The work placement portion of Ryerson University’s Law Practice Program (LPP) gives employers access to a group of work-ready candidates eager to make an impression, says André Bacchus, the program’s assistant director.

The four-month placement makes up the second half of the LPP, hot on the heels of the practical training component, which sees candidates running their own virtual law firm in seven areas of law — administrative, business, civil litigation, criminal, family, real estate, and wills and estates.

Bacchus says that solid foundation of real-work skills — which includes practical research, interviewing clients, conducting negotiations, drafting documents, arguing motions, docketing time, managing trust accounts and issuing invoices — puts participants in the perfect position to adapt quickly to their new employment environment.

“One of the biggest benefits that our employers have commented on is that our candidates are able to hit the ground running. Employers are often surprised by how much our candidates know and can do,” he tells AdvocateDaily.com. “It’s not like getting a law student right out of law school with no practical experience.

"They already know many of the tasks they’re expected to do in practice because they’ve been focusing on them for four months, which is something law schools don’t touch on," he says.

Bacchus says some of the businesses and organizations who accept LPP candidates also offer articling positions for law students taking the other route to practice. But the LPP’s shorter term has opened up opportunities for many law firms and in-house legal departments who may have believed legal trainees were out of the question.
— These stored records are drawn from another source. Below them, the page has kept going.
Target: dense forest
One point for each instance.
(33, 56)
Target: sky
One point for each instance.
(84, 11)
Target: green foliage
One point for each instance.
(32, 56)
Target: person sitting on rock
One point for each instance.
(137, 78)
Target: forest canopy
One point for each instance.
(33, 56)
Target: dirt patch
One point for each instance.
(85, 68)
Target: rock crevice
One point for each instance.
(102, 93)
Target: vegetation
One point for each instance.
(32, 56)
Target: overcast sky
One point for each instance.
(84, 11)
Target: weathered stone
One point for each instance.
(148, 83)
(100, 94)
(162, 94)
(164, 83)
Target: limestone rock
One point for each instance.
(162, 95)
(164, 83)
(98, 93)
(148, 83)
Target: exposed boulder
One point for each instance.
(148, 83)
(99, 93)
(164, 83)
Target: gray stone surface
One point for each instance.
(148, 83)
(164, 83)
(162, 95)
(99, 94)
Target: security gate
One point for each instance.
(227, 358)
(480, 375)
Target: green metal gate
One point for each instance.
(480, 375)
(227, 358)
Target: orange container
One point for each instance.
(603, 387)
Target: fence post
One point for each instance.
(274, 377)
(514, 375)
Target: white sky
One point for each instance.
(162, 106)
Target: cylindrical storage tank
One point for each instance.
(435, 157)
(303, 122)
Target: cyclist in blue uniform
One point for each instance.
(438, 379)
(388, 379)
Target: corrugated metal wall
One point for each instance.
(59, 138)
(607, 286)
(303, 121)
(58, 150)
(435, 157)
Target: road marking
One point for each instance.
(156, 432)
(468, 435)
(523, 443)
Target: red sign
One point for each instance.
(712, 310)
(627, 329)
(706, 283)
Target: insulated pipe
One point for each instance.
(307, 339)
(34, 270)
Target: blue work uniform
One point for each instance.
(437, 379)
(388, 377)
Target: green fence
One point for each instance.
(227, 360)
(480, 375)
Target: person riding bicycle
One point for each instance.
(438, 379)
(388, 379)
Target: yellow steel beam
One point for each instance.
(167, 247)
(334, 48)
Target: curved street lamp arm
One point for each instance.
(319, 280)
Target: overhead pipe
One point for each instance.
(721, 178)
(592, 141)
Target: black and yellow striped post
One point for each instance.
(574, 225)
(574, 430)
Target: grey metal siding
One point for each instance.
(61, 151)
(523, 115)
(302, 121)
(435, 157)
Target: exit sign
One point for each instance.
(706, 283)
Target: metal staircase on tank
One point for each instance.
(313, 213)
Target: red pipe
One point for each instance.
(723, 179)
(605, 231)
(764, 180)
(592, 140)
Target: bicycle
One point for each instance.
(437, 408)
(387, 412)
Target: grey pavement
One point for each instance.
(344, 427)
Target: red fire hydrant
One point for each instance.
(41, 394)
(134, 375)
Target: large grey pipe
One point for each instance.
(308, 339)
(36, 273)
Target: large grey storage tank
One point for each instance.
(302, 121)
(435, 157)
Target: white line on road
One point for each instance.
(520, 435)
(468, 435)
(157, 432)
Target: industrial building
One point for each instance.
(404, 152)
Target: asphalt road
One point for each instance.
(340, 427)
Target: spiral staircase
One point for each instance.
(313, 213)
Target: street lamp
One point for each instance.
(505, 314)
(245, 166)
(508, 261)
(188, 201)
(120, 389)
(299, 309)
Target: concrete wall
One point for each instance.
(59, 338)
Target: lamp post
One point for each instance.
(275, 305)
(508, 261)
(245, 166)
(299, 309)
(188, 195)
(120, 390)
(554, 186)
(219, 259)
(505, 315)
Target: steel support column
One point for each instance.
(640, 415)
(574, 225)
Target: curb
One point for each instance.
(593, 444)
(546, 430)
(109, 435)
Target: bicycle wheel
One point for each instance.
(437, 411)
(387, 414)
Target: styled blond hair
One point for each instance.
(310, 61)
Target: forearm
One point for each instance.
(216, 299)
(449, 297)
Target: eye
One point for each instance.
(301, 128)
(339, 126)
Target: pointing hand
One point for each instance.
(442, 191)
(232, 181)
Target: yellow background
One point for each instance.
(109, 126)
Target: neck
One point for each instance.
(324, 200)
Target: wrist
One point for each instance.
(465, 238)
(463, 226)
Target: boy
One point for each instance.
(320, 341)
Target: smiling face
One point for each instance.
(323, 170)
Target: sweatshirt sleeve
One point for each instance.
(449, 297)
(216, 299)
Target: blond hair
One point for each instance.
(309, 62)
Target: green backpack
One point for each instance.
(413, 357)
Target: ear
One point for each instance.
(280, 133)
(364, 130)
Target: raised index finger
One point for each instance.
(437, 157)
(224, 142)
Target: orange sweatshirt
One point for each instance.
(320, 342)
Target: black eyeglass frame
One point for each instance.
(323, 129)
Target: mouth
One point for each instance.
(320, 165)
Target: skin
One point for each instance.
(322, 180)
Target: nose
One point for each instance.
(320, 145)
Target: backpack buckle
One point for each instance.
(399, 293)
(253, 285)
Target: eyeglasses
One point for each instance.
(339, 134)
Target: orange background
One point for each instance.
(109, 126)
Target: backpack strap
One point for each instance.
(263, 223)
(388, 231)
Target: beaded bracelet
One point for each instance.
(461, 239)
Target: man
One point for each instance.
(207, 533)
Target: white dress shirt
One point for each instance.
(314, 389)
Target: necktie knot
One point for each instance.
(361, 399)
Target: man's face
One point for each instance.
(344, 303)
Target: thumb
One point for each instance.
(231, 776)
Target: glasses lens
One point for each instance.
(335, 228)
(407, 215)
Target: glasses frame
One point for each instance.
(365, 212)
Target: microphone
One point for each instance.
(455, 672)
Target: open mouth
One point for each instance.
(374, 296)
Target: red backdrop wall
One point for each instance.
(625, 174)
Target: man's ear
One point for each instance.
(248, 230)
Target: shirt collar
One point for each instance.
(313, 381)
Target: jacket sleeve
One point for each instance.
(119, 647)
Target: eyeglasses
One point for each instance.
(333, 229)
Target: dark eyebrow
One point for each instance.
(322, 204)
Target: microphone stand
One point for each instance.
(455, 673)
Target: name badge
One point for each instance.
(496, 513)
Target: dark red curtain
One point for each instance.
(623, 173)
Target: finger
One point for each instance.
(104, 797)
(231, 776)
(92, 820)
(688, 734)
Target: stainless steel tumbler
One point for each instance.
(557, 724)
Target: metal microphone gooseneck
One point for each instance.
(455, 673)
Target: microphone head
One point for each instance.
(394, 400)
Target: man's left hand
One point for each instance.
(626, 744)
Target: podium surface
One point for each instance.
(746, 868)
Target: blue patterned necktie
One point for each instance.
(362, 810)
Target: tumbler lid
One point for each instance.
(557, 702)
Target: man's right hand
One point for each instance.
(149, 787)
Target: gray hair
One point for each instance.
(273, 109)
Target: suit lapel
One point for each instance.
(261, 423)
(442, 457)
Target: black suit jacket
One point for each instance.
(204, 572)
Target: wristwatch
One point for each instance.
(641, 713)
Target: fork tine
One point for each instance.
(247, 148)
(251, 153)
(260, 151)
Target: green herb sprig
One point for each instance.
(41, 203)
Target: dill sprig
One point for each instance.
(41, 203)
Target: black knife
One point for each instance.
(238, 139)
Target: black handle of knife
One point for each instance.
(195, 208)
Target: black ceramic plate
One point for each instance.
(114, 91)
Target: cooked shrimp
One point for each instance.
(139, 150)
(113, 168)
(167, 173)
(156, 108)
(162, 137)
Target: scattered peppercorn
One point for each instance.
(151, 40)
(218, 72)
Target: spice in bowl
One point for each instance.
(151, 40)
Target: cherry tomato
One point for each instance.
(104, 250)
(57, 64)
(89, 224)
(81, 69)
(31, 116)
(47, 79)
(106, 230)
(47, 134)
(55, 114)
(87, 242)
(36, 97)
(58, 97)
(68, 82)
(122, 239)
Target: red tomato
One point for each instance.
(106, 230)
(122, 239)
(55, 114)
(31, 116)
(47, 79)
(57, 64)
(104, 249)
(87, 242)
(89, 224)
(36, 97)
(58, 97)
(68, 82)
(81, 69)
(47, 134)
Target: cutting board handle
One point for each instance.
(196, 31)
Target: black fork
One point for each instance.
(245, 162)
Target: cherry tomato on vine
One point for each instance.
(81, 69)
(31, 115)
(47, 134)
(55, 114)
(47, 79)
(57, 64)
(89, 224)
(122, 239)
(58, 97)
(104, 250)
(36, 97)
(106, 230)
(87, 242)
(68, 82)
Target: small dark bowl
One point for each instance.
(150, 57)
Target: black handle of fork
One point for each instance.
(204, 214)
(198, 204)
That’s particularly true for those running smaller operations and sole practices, he says.

“It’s a big financial and administrative commitment to sign someone up for 10 months, and many employers are not able to make it work for monetary or workflow reasons,” Bacchus says. “But four months is much more feasible, especially when the candidates are in a position to integrate that much quicker.”  

Candidates are encouraged to treat the placement as an audition for a full-time role — and employers also benefit from that approach, he says.

“The employer gets to try someone out before making a long-term commitment that could work for both parties,” Bacchus says.   

In some cases, he says LPP candidates make such an impression that employers have created new roles to keep them on a full-time basis, even if they entered the process without intending to make a permanent offer.

“Once they offer the placement, they can understand the benefits more clearly,” Bacchus says. “If a candidate makes themselves an invaluable member of the team, and is contributing positively, it’s easier to make the case for a permanent hire — adding new opportunities in the marketplace and opening doors.”

Ryerson’s LPP is now entering its fifth full year, giving law firms and employers time to familiarize themselves and become comfortable with the concept. Bacchus says many have embraced it, including Bay Street legal giants, various provincial government ministries, small and sole practitioners and a host of major corporations.

Some employers are so confident in the program that they have moved their LPP recruitment process to earlier in the year to beat the rush. Around 65 employers advertised their postings in the summer, allowing them to conduct interviews and hire LPP applicants before the first week of the 2018-2019 program begins when more than 260 candidates are expected to enrol.

“That’s a benefit to some employers who don’t want to be overly burdened in the fall when they are a bit busier and less able to focus on recruitment,” Bacchus says. “This way, they can get a jump on it and have one less thing to worry about.”